Several chicken breeds are crested, with a fluffy fountain of feathers tumbling from a knob on top of their heads. That crest has attracted plenty of attention over the years, sometimes called a top-knot or a top hat. Recognized crested breeds include Polish, Crevecoeur, Houdan and Sultan. Most likely it’s the small Polish, the most popular. Crevecoeurs are larger, always all black and show a distinctive horned comb with two prongs. Houdans are usually mottled black and white. Observe their legs. Houdans have a fifth toe, a spur on the back of the leg. Unrecognized breeds include the hefty Sulmtaler. Sulmtaler roosters have a small tuft at the back of the serrated comb, but hens have a nice crest and their combs meander in an S shape on their heads, the front falling to one side and the back to the other.
Golden Laced Polish tooster
Brabanters and Appenzeller Spitzhaubens have pointy crests behind that V comb. 

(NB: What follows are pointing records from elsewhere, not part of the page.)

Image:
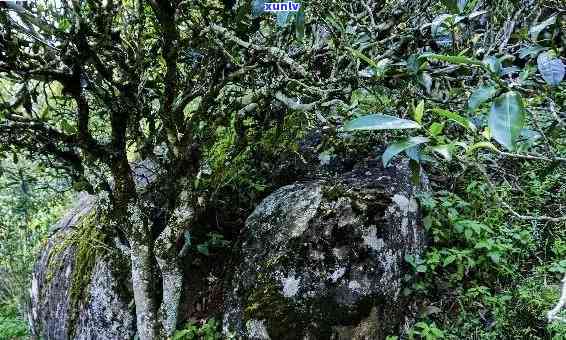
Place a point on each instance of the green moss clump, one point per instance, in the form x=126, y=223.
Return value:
x=89, y=242
x=281, y=316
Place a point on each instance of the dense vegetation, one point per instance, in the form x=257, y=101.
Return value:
x=219, y=96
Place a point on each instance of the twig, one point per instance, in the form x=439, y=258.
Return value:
x=553, y=313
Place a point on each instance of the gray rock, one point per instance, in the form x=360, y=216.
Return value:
x=325, y=259
x=101, y=310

Although their appearance invites humor, crested chickens have a long and distinguished history, and are honored for their productive usefulness as well. Ulisse Aldrovandi included woodcuts of crested chickens in the first book published on chickens in 1600.

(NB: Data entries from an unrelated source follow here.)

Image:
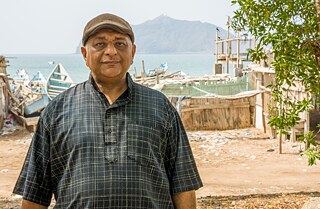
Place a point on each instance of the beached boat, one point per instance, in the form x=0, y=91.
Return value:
x=162, y=69
x=58, y=81
x=35, y=97
x=21, y=77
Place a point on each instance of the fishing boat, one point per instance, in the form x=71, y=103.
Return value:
x=158, y=71
x=21, y=77
x=58, y=81
x=34, y=96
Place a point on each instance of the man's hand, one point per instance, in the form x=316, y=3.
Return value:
x=31, y=205
x=185, y=200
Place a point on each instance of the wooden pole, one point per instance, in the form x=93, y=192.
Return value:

Aldrovandi called these Paduan chickens

That knob isn’t just feathers up there. Crested breeds have a dome of bone on their skulls. The feathers grow out of that. Because of the placement of the crest, the bony skull structure affects the nostrils, so that crested chickens have flattened, cavernous nostrils,

Crests require extra care. Breeders may trim the crest back or hold it back with a rubber band during breeding season, so the birds can see what they are doing. Special waterers can help the bird avoid getting the crest and beard feathers soaked, which can ruin them for a show.

Drawings by J. Batty
The crested breeds have V combs, even if they are concealed beneath the crest feathers. The V or horn comb, required for exhibition in the U.S., is unusual. In England and France, the leaf comb, shaped like butterfly wings, is still recognized. Leaf combs are the result of the V comb crossed with a single comb.